So konstatiert die empirische Forschung eine kontinuierliche Abnahme konventioneller, d. h. rechtlich geregelter und sozial allgemein anerkannter Beteiligungsformen wie die Teilnahme an Wahlen und die Mitgliedschaft in Verbänden und Parteien
Auch mit der Vernunft der Bürger in politischen Dingen ist es nicht gut bestellt. Kenntnisse über die Strukturprinzipien der politischen Ordnung sind nur marginal vorhanden. Das parlamentarische Regierungssystem wird in seiner Funktionslogik von den meisten Bürgern nicht verstanden. Viele Bürger sind über die aktuellen Problemlagen der Politik wenig oder nur oberflächlich informiert, so dass von einer verbreiteten politischen Ignoranz gesprochen werden kann. Die Neigung zur Politisiererei "aus dem Bauch heraus" ist gleichwohl vorhanden. Diese brisante Mischung aus Wissensfragmenten, Verständnismängeln und Vorurteilen lässt das wenig schmeichelhafte Urteil zu, dass nicht Institutionen und Politiker, sondern die Bürger die eigentliche Schwachstelle und Achillesferse des Gemeinwesens sind
V. Der Bürger im Sog des politischen und gesellschaftlichen Wandels
Offenbar wird der akademisch geprägte Republikanismus der Wirklichkeit nicht gerecht. Damit sehen sich der politische Liberalismus und die repräsentative Demokratie mit ihren sehr gemäßigten Erwartungen an Rationalität und Partizipation des Bürgers bestätigt. Das dies so ist, scheint auf einem Theoriefehler zu beruhen, nämlich auf der falschen anthropologischen Annahme, dass der Mensch im Prinzip ein partizipationswilliger, gemeinsinnorientierter und rationaler Citoyen sei. Falls die These vom Theoriefehler zutrifft, wäre dies gleichbedeutend mit einem prinzipiellen Scheitern der republikanischen Hoffnung. Denkbar ist aber auch, dass die Schwierigkeiten des Republikanismus nicht hierauf zurückzuführen sind, sondern auf Wandlungsprozesse in Politik und Gesellschaft. In diesem Falle wären Aussichten auf Abhilfe eröffnet.

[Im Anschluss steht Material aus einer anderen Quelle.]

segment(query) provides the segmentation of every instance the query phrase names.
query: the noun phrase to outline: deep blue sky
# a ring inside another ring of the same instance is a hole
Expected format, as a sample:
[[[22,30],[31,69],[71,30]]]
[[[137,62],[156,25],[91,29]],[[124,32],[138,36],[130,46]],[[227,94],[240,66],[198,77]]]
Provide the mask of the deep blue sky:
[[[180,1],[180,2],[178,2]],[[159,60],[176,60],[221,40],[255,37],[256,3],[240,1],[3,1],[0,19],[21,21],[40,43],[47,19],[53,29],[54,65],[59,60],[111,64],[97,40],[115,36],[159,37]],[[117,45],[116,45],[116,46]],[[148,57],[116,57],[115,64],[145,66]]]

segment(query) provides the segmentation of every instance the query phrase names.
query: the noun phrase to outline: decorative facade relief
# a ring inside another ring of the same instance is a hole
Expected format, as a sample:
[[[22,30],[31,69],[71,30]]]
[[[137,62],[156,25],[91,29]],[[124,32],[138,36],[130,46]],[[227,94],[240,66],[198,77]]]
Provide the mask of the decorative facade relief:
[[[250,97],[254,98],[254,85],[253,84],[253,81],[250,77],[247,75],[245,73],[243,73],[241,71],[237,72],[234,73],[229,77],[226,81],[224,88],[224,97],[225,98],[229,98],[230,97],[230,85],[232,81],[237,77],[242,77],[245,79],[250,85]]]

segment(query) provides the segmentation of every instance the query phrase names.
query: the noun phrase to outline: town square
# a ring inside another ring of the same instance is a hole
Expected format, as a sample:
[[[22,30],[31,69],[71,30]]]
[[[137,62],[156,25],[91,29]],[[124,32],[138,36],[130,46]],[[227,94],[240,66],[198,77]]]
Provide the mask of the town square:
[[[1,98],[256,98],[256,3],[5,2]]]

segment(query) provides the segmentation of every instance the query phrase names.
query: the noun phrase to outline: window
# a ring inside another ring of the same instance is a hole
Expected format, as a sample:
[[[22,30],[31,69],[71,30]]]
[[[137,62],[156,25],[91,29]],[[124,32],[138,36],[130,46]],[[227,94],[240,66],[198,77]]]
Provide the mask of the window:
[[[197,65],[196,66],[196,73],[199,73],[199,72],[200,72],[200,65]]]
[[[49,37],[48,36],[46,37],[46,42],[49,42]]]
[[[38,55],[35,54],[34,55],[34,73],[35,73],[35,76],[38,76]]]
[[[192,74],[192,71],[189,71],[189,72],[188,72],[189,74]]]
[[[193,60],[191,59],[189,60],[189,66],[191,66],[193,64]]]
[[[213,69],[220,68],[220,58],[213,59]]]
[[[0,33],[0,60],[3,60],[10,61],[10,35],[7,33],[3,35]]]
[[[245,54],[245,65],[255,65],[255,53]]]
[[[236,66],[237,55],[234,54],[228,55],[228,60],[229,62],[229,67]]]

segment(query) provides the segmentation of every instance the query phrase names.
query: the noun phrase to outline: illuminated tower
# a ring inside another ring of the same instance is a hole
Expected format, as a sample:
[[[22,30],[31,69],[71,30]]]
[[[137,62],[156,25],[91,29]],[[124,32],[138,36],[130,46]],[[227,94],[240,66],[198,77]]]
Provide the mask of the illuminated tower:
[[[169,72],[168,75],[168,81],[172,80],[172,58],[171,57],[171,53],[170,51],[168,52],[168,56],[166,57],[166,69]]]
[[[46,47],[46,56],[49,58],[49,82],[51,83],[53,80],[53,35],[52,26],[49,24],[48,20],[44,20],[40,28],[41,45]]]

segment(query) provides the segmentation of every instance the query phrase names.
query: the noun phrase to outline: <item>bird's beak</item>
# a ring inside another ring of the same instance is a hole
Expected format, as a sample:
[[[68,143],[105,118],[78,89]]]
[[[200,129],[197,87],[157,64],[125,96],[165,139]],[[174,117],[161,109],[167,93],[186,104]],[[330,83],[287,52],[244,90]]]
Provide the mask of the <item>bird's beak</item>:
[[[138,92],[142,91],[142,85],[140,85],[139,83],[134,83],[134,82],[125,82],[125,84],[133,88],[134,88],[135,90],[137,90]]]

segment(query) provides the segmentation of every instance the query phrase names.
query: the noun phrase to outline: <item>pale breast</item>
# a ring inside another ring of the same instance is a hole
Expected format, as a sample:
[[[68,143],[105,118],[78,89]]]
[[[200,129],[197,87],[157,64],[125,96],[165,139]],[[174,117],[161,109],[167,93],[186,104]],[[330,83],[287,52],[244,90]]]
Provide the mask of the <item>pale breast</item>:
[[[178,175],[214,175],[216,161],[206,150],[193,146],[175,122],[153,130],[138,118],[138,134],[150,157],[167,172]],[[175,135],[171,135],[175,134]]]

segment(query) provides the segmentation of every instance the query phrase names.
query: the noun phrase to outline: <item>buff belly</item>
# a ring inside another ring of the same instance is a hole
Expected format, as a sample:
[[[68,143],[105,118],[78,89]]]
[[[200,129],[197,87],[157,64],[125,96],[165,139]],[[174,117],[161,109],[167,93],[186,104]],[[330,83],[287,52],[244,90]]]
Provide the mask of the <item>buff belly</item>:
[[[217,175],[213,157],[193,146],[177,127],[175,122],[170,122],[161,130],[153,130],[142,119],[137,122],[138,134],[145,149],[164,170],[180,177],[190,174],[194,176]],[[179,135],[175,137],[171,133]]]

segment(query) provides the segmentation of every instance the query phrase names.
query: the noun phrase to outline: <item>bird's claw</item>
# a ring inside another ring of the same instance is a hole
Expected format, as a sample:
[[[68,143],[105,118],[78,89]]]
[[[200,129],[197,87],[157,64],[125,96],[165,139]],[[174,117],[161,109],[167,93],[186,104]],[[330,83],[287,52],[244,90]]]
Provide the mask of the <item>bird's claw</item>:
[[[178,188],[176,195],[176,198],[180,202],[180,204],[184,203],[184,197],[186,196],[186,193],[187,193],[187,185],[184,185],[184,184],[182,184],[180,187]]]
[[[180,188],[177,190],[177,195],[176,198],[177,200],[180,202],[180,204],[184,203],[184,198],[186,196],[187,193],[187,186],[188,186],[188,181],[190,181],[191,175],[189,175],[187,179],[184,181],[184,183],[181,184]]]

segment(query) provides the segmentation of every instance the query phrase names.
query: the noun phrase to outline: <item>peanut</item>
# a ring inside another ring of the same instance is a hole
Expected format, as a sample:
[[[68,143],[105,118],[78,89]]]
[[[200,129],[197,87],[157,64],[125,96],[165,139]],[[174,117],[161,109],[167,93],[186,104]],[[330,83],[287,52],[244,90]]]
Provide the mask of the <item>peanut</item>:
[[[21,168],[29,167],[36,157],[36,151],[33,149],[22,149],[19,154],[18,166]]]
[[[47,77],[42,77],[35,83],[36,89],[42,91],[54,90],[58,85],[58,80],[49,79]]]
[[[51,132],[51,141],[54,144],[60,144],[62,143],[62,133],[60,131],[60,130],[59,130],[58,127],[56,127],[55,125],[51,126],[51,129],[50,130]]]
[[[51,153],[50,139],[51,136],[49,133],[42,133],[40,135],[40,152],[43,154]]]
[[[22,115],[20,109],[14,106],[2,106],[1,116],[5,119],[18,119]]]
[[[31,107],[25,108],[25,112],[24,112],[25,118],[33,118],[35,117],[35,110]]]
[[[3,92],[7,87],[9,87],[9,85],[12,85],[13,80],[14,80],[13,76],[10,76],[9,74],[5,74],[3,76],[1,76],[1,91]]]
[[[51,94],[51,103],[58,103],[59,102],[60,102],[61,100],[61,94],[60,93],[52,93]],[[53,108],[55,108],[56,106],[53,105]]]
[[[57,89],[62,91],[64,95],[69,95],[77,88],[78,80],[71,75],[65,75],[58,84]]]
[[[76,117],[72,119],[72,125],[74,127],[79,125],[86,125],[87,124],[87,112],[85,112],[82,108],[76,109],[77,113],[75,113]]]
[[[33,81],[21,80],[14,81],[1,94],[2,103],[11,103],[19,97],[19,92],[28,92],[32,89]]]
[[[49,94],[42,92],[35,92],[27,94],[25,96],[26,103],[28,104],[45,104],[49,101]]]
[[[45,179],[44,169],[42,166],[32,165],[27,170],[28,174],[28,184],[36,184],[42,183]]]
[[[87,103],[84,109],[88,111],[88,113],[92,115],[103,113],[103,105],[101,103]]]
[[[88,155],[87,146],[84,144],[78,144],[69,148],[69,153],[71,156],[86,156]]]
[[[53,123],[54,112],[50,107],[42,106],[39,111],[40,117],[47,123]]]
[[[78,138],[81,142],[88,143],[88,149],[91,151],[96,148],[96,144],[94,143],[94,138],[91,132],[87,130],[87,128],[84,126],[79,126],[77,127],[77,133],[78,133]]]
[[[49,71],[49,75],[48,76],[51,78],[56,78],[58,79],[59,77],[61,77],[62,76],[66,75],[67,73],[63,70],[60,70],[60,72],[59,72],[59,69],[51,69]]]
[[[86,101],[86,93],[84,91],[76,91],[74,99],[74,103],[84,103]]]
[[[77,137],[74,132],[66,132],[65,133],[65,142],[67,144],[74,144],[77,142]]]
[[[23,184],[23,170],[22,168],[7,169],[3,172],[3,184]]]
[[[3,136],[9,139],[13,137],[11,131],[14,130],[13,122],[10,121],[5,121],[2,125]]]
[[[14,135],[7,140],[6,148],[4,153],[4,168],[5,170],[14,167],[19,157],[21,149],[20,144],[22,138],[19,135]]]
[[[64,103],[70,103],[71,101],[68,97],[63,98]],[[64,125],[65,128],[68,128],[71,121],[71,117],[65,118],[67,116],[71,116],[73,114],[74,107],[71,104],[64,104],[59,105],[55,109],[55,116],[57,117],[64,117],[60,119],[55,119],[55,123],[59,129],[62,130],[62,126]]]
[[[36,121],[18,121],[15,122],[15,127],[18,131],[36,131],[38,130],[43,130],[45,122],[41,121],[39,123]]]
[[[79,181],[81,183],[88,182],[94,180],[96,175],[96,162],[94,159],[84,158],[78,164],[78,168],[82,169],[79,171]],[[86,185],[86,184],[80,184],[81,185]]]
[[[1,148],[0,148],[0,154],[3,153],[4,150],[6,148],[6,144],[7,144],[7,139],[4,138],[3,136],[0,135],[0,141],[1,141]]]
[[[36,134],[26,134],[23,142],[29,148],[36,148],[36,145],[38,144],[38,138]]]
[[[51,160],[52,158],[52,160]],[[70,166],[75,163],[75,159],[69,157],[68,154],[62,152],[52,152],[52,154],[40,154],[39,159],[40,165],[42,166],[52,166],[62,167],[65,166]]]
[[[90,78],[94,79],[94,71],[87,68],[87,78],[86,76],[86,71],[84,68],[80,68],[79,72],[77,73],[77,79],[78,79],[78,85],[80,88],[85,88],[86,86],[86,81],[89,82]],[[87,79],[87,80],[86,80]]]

In der Tat spricht manches dafür, dass die politische Apathie vieler Bürger Ausdruck der Komplexität gesellschaftlicher Problemlagen ist, die zu durchschauen ein sehr hohes Maß an Kenntnis und Urteilsvermögen verlangt. Gleichzeitig ist - systemtheoretisch formuliert - der Grad an funktionaler Differenzierung des politischen Systems so hoch und die nicht spezialisierte Problemlösungsfähigkeit des Bürgers dem so wenig angemessen, dass der Einzelne aus Einsicht in seine Begrenztheit ein politisches Engagement unterlässt.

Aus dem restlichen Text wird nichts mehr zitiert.